The Reading Room in happier times, in the early 2000s, not long after the British Library moved to its new purpose-built home in Kings Cross. For now, the space is used for storage and handing of the museum’s archives The Trustees of the British Museum
This month marks ten years since the British Museum’s Round Reading Room was closed to visitors. One of the most awe-inspiring architectural spaces in the capital, it now remains a distant memory for Londoners.
George Osborne, the museum’s chairman, said last November that the closure is “not acceptable”. Since then, weekly 20-minute tours have been introduced, but with just 20 people per tour. Five years ago Hartwig Fischer, the museum’s former director, told The Art Newspaper that the reading room “needs to be an integral part of the museum”, adding: “It should be a space where you can understand in a condensed way what this museum is about.”
Progress in reopening the Reading Room has been painfully slow—in the meantime it is being used as a storage and handling facility for the museum’s archives. A few original desks have been temporarily removed and much of the floor is now covered with archival boxes, leaving a dispiriting impression of this grand space.

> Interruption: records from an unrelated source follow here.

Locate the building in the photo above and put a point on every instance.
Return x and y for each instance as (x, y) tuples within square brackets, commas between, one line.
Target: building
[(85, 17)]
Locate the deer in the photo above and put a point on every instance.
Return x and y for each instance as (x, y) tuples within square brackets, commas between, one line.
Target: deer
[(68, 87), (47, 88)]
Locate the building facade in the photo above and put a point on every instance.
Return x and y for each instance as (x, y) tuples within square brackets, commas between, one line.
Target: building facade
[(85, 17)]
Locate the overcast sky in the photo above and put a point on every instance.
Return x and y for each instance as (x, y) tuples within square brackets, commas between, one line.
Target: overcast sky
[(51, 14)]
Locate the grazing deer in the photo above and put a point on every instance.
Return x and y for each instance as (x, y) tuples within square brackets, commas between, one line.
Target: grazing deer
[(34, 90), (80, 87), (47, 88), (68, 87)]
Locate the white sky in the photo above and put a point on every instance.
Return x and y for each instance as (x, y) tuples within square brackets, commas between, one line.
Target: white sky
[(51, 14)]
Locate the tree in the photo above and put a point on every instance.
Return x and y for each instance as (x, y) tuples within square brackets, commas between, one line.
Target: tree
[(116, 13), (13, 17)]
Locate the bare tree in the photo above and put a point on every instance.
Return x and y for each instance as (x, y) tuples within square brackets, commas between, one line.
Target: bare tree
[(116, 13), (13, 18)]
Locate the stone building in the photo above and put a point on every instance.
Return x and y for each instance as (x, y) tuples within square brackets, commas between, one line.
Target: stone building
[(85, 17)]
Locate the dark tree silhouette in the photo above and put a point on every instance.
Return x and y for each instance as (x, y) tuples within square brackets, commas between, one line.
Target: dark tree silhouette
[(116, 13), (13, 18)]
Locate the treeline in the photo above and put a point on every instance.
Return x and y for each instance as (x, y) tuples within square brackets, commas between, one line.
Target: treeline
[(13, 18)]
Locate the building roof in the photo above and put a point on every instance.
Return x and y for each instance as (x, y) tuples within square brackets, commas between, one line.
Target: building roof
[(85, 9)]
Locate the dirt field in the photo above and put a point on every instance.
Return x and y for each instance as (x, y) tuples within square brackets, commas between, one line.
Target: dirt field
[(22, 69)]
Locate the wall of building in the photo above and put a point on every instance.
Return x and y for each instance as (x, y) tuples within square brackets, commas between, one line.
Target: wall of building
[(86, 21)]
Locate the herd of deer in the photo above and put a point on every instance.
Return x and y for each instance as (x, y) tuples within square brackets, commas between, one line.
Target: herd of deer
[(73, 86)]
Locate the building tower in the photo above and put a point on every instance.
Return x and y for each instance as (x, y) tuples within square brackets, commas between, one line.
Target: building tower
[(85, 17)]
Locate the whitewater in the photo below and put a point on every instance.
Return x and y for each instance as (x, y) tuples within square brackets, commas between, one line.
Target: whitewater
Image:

Designed by Sydney Smirke and opened in 1857, the enormous, 43m-diameter room was inspired by the Pantheon temple in Rome. The room served readers of the British Museum Library (later the British Library) until it moved in 1997. After 2007 a temporary platform was built above the desks, providing a venue for exhibitions until the museum’s new extension was opened. But since September 2013 the room has been closed.
The challenge is to provide space for displays, since the dense configuration of original desks needs to be retained in what is a listed building. Reopening is still years away: it will require planning permission, fundraising, building work and the creation of a display. Hopefully, it will be worth the wait.